Menurut Bima, seluruh anggaran untuk kegiatan retreat tersebut berasal dari Anggaran Pendapatan dan Belanja Negara (APBN), bukan dari Anggaran Pendapatan dan Belanja Daerah (APBD), yang biasanya lebih rentan terhadap praktek penyalahgunaan.

“Kami pastikan semuanya sesuai dengan aturan yang berlaku dan transparan, tidak ada dana yang berasal dari APBD,” ujar Bima Arya saat ditemui di Kemenko Pangan, Jakarta Pusat, pada Senin (3/3/2025).

Bima bahkan menyambut baik adanya laporan dari Koalisi Masyarakat Sipil Antikorupsi ke KPK, yang mencurigai adanya praktik korupsi dalam pelaksanaan retreat kepala daerah.

“Kami berterima kasih kepada masyarakat yang aktif mengawasi jalannya pemerintahan. Kami akan siap jika diminta melaporkan penggunaan dana retreat ini secara rinci ke KPK,” tambahnya.

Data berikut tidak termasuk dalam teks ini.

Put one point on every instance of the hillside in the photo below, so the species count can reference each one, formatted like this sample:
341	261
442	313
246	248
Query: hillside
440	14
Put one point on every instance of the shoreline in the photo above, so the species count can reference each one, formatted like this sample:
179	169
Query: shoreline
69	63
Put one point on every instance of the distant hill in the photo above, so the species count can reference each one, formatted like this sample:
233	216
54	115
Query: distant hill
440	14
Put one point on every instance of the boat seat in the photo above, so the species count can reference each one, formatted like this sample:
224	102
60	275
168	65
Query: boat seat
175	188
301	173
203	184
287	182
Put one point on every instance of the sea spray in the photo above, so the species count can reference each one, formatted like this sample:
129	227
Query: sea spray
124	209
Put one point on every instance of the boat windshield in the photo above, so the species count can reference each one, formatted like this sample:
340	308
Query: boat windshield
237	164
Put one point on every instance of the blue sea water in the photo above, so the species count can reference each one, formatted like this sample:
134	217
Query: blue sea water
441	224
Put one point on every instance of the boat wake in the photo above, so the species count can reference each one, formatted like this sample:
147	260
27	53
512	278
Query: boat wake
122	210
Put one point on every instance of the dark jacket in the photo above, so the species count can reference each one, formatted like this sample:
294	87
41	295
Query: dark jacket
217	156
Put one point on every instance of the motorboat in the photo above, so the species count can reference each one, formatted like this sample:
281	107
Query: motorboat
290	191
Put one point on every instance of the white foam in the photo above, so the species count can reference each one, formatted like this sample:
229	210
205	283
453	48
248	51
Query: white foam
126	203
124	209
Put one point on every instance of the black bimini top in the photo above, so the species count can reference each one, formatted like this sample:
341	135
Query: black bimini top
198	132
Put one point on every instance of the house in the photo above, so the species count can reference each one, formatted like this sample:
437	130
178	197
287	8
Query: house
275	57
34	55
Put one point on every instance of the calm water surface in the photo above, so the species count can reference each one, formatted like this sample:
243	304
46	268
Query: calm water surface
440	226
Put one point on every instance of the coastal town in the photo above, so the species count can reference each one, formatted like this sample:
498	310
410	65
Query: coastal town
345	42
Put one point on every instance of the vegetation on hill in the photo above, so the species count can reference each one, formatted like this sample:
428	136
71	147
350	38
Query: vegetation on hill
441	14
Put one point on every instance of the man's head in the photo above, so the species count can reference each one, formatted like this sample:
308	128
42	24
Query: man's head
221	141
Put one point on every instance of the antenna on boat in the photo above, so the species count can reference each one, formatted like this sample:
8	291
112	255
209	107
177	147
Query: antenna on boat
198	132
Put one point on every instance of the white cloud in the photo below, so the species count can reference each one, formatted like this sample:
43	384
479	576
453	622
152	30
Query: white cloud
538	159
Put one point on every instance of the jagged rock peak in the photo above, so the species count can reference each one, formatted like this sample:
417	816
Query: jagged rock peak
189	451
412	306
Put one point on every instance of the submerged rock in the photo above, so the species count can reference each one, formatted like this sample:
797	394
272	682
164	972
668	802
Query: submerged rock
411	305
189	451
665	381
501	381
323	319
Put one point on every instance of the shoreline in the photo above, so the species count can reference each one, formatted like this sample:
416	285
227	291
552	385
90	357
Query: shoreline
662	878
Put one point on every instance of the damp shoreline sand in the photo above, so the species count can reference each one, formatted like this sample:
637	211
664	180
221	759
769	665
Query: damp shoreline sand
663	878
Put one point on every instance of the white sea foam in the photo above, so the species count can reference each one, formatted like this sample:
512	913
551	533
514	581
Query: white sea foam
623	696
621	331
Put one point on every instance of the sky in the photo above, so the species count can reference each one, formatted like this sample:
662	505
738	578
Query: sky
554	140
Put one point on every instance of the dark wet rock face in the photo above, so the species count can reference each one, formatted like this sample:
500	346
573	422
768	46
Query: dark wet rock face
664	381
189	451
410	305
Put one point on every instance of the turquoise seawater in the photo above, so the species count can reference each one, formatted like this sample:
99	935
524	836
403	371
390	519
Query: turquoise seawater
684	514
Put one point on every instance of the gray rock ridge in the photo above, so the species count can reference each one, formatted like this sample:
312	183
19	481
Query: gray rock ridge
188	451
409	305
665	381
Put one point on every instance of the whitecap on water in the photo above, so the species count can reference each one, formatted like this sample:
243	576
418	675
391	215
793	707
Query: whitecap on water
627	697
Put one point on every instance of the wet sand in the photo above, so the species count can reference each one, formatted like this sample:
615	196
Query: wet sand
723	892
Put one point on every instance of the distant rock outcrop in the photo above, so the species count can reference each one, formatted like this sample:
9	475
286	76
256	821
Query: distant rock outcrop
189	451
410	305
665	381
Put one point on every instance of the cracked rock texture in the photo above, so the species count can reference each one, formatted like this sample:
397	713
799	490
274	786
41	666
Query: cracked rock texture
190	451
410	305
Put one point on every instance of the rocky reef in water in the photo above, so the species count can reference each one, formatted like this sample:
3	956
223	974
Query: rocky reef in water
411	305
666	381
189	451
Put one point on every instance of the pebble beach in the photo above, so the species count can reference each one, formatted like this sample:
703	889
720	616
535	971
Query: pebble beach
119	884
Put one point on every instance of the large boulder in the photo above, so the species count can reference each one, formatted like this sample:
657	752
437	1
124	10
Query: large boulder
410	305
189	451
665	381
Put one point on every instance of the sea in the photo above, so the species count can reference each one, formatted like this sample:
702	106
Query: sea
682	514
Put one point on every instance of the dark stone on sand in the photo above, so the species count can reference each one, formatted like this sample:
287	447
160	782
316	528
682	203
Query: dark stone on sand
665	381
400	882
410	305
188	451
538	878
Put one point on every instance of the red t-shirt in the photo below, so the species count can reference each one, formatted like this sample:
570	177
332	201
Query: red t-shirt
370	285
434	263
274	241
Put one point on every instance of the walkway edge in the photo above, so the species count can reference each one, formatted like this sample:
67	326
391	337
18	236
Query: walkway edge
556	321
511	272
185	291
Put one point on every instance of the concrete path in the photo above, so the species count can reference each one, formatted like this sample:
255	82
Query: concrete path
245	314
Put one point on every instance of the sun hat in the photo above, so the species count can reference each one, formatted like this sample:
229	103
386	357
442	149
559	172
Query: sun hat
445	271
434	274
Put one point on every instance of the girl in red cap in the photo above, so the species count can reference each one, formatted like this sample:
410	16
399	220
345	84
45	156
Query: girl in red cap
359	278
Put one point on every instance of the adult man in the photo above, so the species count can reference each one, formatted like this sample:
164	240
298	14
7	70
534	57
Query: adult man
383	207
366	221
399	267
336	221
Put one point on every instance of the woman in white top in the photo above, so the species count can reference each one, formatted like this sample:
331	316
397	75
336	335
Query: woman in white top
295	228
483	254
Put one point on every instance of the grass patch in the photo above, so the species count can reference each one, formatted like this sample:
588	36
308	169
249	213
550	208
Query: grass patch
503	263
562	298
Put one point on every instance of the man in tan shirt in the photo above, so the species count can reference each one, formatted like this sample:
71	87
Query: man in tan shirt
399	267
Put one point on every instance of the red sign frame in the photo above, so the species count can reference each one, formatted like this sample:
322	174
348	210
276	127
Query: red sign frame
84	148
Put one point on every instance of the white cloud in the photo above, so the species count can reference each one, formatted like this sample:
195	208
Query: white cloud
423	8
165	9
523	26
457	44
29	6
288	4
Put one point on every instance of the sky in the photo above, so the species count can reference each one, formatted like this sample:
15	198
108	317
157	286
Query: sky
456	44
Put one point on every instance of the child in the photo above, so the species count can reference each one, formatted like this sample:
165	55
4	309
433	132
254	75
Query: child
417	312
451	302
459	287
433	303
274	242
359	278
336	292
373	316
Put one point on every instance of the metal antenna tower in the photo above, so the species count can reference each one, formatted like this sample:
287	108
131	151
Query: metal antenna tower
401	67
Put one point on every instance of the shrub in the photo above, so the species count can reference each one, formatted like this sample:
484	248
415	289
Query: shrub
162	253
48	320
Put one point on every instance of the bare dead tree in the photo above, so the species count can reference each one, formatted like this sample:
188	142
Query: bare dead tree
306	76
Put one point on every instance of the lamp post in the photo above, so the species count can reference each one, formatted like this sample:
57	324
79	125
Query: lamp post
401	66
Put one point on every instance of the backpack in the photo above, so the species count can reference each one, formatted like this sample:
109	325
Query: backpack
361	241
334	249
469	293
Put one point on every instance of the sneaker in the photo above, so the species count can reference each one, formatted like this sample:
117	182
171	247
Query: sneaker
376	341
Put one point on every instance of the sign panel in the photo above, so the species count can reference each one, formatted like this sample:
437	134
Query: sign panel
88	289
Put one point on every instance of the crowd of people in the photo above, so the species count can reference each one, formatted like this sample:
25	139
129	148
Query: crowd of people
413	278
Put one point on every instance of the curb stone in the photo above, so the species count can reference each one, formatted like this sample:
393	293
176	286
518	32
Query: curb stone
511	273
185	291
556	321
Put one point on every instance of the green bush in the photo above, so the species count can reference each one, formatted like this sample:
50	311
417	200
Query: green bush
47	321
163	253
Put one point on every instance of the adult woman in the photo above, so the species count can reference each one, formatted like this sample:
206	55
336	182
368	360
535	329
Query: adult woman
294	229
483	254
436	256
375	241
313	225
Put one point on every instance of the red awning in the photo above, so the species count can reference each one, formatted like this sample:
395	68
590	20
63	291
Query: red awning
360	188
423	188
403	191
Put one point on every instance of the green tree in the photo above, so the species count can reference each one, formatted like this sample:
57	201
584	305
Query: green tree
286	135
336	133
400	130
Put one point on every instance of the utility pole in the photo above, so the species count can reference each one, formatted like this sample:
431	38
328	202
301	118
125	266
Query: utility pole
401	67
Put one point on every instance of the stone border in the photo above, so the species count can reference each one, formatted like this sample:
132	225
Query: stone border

Namun, laporan yang mencuat ke publik ini tidak luput dari kontroversi.

Koalisi Masyarakat Sipil Antikorupsi, yang melaporkan dugaan tersebut, menyatakan kecurigaan mereka pada penunjukan PT Lembah Tidar sebagai penyelenggara acara.

Menurut mereka, perusahaan tersebut diduga memiliki keterkaitan dengan kader Partai Gerindra, yang berpotensi menciptakan konflik kepentingan dalam pengadaan barang dan jasa.

Lebih lanjut, pakar hukum tata negara, Feri Amsari, menilai bahwa proses pengadaan yang dilakukan oleh pemerintah tidak transparan dan terkesan terburu-buru.

“Proses pengadaan barang dan jasa pelatihan ini juga tidak mengikuti standar yang seharusnya, yang harus dilakukan secara terbuka,” katanya.

Selain itu, dugaan lain yang mengemuka adalah mengenai biaya yang harus dibayar oleh kepala daerah untuk berpartisipasi dalam retreat.

Peneliti dari Perkumpulan Bantuan Hukum dan Hak Asasi Manusia Indonesia (PBHI), Annisa Azahra, menilai hal ini tidak hanya membingungkan, tetapi juga menciptakan ketidakadilan bagi kepala daerah yang terlibat.

“Ternyata, kepala daerah diminta untuk menyetor sejumlah uang untuk mengikuti acara ini, yang seharusnya tidak menjadi beban mereka,” ungkap Annisa.

Selain itu, Annisa juga mempertanyakan transparansi lokasi pelaksanaan retreat.

Menurutnya, tidak ada bukti yang jelas bahwa tempat tersebut telah melalui proses yang sah dan benar untuk menjadi penyelenggara acara.

Meski begitu, Bima Arya tetap berpendapat bahwa retreat tersebut memberikan nilai tambah bagi kepala daerah terpilih untuk lebih memahami tugas dan tanggung jawab mereka.

“Kami ingin memastikan bahwa semua kepala daerah yang terpilih bisa langsung bergerak dengan pengetahuan yang jelas tentang peran mereka dalam pemerintahan,” ujarnya.

Dengan segala perdebatan yang muncul, pelaksanaan retreat kepala daerah ini menjadi sorotan publik yang tidak hanya menyentuh masalah administrasi, tetapi juga kepercayaan masyarakat terhadap transparansi dan akuntabilitas pengelolaan anggaran negara.

Kini, seluruh mata tertuju pada KPK untuk menyelidiki lebih lanjut dugaan korupsi yang telah dilaporkan, sementara pemerintah, lewat Bima Arya, berkomitmen untuk tetap menjaga integritas dalam setiap langkahnya.